Gekonnte Liaison: Fish and Chips meets l’esprit français: Von der Baie de la Somme bis Le Touquet Paris Plage

Le Crotoy Strand Pas de Calais Urlaub

Eine Woche Urlaub am Meer? Ausgangspunkt: Saarland. Ohne Flugzeug? Na, klar! Nordfrankreich! Zum Glück und passend zu unseren Reiseplänen entdeckte ich unlängst den ebenso informativen wie kurzweiligen Blog Mein Frankreich und damit auch St. Valéry sur Somme. Außerdem, so wussten wir von früheren Besuchen, vereinen Picardie und Pas de Calais aufs Schönste normannische Bodenständigkeit mit flämischer Betriebsamkeit, französische Kulinarik mit skandinavischer Weite. Freitagmorgen um fünf torkelte ich also schlaftrunken ins vollgepackte Auto. Wir transportieren unsere Fahrräder nämlich, aus irgendeinem geheimen Grund, den nur mein Mann kennt, im Wageninnern. Ich quetschte mich also neben unseren kleinen Rauhaardackel Nuri, der sich auf dem Beifahrersitz breit gemacht hatte. Mein Mann, ausgeschlafen wie immer, fuhr. Über die Autobahn, ganz geschmeidig. Da wir den Anweisungen unseres Navis allerdings grundsätzlich misstrauen – „Folgen duSie der Straße zwei Kilometer Richtung Nannzi“ – kamen wir mit etwa zwei Stunden Verspätung in St. Valéry sur Somme an. Der Weg ist aber bekanntlich ja auch das Ziel.

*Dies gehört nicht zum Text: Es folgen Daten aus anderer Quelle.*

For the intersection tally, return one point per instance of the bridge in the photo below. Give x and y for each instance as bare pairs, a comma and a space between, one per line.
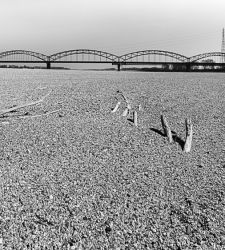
145, 57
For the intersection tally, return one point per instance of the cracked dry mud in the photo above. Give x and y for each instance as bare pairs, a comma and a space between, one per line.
84, 178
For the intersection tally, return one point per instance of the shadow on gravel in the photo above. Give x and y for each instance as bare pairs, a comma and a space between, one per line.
176, 138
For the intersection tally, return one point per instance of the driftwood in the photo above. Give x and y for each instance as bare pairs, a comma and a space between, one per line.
189, 134
117, 106
127, 110
2, 112
166, 129
34, 116
135, 118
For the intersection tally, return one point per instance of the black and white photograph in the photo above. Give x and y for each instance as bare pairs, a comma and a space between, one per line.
112, 125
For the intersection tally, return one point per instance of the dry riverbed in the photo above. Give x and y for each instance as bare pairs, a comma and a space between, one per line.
86, 178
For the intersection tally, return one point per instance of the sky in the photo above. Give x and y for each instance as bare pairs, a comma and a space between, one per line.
188, 27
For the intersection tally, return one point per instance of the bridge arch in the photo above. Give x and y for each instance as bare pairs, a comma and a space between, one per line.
101, 54
131, 55
205, 55
40, 56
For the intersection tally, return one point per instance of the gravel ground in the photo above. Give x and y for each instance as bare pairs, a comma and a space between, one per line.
86, 178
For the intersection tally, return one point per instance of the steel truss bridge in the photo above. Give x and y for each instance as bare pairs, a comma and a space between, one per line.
145, 57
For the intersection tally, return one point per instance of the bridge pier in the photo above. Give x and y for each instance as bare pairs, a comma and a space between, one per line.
48, 65
188, 67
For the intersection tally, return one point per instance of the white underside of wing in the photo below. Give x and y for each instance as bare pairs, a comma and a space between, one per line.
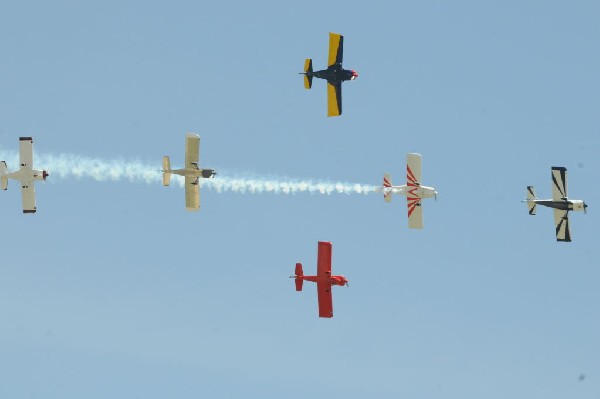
28, 197
561, 222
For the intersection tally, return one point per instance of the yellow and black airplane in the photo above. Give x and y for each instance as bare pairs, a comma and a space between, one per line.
334, 74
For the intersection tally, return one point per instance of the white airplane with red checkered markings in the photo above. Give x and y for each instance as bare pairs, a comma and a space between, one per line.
414, 191
26, 174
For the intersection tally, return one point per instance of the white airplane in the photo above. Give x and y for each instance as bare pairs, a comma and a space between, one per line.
190, 171
559, 202
413, 190
26, 174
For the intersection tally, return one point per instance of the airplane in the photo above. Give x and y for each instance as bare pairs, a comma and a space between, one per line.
413, 190
26, 174
559, 202
334, 74
191, 172
324, 279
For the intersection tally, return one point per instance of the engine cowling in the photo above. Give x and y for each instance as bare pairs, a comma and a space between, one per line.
207, 173
41, 175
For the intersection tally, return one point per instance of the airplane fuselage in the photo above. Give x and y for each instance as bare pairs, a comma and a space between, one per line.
28, 175
564, 205
334, 74
411, 191
204, 173
333, 280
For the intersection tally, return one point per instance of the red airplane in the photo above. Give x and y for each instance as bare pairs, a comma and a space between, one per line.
324, 279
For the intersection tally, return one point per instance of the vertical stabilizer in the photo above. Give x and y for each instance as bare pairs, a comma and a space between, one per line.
308, 73
166, 171
3, 173
387, 184
531, 200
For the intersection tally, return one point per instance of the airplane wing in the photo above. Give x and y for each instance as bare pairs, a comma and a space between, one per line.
336, 49
192, 150
324, 259
324, 289
325, 300
334, 99
413, 168
192, 194
561, 221
559, 183
26, 152
415, 212
28, 197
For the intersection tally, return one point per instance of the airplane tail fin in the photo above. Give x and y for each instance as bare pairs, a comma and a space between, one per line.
387, 184
166, 171
307, 70
299, 273
530, 200
3, 173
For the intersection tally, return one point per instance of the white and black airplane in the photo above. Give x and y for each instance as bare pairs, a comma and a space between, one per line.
559, 202
413, 190
26, 174
190, 171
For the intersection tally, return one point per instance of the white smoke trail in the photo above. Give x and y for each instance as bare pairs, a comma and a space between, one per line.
67, 166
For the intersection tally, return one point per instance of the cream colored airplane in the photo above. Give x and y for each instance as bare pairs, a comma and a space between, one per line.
26, 174
191, 171
413, 190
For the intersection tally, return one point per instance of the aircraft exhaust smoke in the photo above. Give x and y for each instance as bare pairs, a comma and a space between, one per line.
68, 166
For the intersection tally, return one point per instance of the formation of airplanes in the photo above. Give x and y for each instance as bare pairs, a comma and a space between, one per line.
413, 190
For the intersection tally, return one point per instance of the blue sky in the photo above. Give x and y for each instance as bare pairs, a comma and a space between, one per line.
113, 290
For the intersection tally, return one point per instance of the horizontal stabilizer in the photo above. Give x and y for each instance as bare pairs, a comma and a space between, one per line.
299, 273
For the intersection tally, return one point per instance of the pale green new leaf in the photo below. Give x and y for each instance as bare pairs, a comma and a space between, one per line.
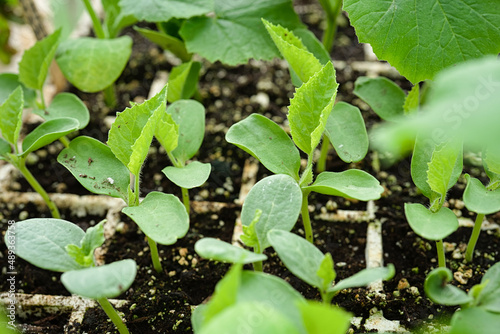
301, 61
92, 64
420, 38
132, 132
161, 217
35, 63
107, 281
310, 107
11, 114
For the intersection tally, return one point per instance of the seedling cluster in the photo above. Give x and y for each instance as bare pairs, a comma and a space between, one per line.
425, 46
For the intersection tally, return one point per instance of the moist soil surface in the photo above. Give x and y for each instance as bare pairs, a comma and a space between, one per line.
162, 302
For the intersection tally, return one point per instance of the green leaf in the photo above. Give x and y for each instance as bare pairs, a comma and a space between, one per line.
93, 164
279, 197
158, 11
479, 199
320, 318
107, 281
475, 320
236, 33
346, 130
35, 63
92, 64
310, 107
66, 105
183, 81
352, 183
382, 95
190, 116
48, 132
161, 217
11, 114
364, 277
218, 250
132, 132
83, 253
267, 142
421, 38
301, 61
42, 242
431, 225
440, 292
190, 176
9, 82
300, 256
445, 167
166, 42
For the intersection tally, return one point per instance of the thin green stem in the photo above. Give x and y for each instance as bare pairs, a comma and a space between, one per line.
113, 315
306, 220
21, 165
154, 255
440, 251
321, 164
99, 31
469, 253
185, 198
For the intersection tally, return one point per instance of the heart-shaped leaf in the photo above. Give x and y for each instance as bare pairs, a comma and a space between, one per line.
382, 95
352, 183
190, 116
346, 130
107, 281
161, 217
66, 105
92, 64
267, 142
94, 165
191, 176
42, 242
310, 107
431, 225
279, 197
421, 38
218, 250
48, 132
34, 65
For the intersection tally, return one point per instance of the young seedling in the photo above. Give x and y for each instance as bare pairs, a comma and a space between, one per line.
435, 168
308, 263
114, 170
243, 296
479, 309
59, 245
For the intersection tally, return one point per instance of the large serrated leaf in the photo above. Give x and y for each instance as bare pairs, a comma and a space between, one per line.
267, 142
94, 165
132, 132
92, 64
279, 197
382, 95
11, 114
420, 38
42, 242
302, 62
236, 33
161, 217
346, 130
431, 225
48, 132
310, 107
35, 63
352, 183
66, 105
107, 281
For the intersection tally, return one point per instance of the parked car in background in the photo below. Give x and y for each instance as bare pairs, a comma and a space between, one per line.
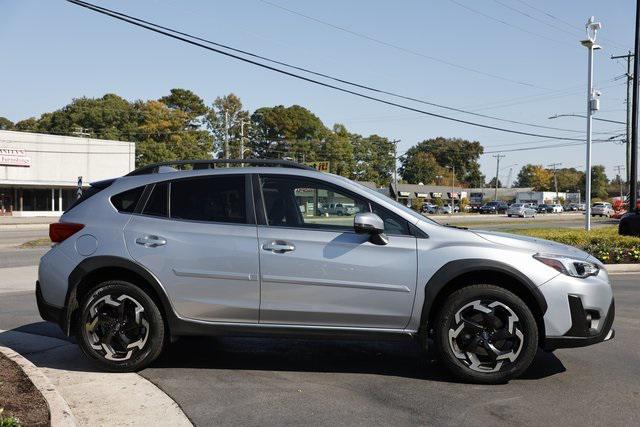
602, 209
429, 208
494, 207
342, 209
522, 210
630, 224
447, 208
543, 208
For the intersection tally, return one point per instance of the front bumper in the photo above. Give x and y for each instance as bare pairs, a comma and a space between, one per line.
581, 333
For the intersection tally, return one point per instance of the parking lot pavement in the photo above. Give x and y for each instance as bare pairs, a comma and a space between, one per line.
284, 381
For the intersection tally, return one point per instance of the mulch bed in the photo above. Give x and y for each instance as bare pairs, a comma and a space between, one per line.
19, 397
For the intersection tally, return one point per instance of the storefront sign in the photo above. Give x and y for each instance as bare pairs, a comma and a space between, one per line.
14, 157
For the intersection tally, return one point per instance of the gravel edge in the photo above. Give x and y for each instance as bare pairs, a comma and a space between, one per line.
59, 410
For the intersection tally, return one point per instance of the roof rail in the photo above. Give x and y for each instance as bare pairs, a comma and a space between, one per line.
211, 164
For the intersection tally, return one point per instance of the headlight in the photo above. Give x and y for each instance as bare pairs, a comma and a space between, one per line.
569, 266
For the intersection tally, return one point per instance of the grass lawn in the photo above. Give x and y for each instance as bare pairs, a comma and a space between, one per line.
604, 243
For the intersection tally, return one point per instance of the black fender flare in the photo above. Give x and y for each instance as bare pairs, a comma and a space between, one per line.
453, 269
92, 264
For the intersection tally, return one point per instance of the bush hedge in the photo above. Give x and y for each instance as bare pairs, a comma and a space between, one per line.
604, 243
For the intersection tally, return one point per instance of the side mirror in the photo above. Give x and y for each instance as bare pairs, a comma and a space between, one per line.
372, 224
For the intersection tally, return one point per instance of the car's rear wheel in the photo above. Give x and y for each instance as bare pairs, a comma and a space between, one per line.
120, 327
486, 334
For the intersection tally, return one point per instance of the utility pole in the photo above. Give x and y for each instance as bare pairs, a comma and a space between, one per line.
395, 167
593, 104
633, 162
242, 122
226, 136
498, 157
628, 57
620, 168
555, 178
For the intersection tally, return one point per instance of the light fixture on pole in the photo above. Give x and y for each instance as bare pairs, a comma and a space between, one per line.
593, 104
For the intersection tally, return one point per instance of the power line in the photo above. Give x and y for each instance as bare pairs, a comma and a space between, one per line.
150, 26
361, 86
508, 24
400, 48
568, 24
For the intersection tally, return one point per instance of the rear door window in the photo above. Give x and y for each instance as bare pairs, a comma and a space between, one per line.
213, 198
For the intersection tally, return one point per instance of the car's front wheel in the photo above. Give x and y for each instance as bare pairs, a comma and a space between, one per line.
486, 334
120, 327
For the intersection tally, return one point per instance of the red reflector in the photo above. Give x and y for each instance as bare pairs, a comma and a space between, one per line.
60, 231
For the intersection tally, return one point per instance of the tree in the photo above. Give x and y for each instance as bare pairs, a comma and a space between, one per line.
287, 132
225, 120
492, 183
5, 124
421, 167
186, 101
373, 159
166, 137
534, 176
599, 183
453, 152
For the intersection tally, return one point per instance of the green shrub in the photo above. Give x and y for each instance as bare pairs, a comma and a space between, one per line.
603, 243
8, 421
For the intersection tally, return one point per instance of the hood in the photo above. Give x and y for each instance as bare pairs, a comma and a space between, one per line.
532, 243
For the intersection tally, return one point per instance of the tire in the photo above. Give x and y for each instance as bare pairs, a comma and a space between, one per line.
125, 312
479, 364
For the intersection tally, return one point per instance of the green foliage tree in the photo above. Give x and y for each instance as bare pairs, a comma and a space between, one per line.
227, 119
492, 183
373, 159
421, 167
5, 124
599, 182
534, 176
287, 132
453, 152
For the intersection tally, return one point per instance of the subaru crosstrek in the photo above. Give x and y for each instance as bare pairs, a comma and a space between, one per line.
162, 253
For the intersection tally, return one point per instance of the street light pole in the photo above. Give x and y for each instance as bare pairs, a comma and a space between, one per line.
592, 28
498, 157
633, 162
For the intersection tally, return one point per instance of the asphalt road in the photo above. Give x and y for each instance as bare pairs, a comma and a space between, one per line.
242, 381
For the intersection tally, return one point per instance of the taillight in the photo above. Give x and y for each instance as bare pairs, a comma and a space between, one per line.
60, 231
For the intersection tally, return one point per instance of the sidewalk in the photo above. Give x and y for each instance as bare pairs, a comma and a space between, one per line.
26, 223
95, 398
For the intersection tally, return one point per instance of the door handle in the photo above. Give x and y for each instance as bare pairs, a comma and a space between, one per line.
279, 246
151, 241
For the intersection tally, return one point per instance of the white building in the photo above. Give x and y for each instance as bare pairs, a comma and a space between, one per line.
39, 173
548, 197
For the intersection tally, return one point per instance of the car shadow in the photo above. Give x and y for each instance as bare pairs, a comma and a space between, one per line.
396, 358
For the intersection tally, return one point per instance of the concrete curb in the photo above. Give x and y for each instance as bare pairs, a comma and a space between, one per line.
59, 411
622, 268
25, 227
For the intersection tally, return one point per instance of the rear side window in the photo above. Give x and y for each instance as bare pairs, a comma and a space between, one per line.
127, 200
158, 202
212, 198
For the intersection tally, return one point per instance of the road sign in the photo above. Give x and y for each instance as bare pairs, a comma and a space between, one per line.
321, 166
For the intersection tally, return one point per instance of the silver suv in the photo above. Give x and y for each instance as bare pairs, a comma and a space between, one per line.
162, 253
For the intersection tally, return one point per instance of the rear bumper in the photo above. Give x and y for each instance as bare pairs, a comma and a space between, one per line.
581, 334
48, 312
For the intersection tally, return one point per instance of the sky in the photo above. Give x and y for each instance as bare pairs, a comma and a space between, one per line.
517, 60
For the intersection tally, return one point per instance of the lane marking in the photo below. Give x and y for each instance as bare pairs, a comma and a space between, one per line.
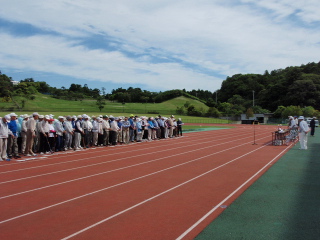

Altstadt St. Valéry sur Somme

Saint-Valéry sur Somme: Ein kleiner, pittoresker Ort mit mittelalterlichem Kern im oberen Teil und einer belebten Hauptstraße im unteren, die mit einer respektablen Dichte geschmackvoller, gutsortierter Kunsthandwerksläden und Galerien aufwartet. Eine Menge Restaurants und Cafés sowie eine schöne, breite Uferpromenade, auf der man längs der Baie de la Somme lustwandeln kann, komplettieren das Bild vom perfekten Urlaubsstädtchen. Zur Mittagszeit duftet es nach gebratenem Fisch und Softeis. Von schmiedeeisernen Balkonen aus besehen sich die Einheimischen die Touristen, die im Grunde dasselbe tun wie sie selbst. Aperitif trinken, Schalentiere verzehren, Leute gucken. Alles ganz lässig. Selbst, wenn es an den Wochenenden besonders hoch hergeht: ValéryanerInnen lassen sich nicht aus der Ruhe bringen. Auch dann nicht, wenn sie in der Gastronomie arbeiten. Doch bei aller Betriebsamkeit ist Saint Valéry immer noch ein beschauliches Fleckchen Erde. On a du temps. Das scheinen auch die Wasservögel zu wissen, die gemächlich durch die in nordischen Blau-Grau-Rosa leuchtende Baie de Somme schreiten, staksen, segeln oder paddeln. Malerisch, mit sanftem Schwung zieht sich die Bucht, die als eine der schönsten der Welt gilt, in das hübsche Städtchen.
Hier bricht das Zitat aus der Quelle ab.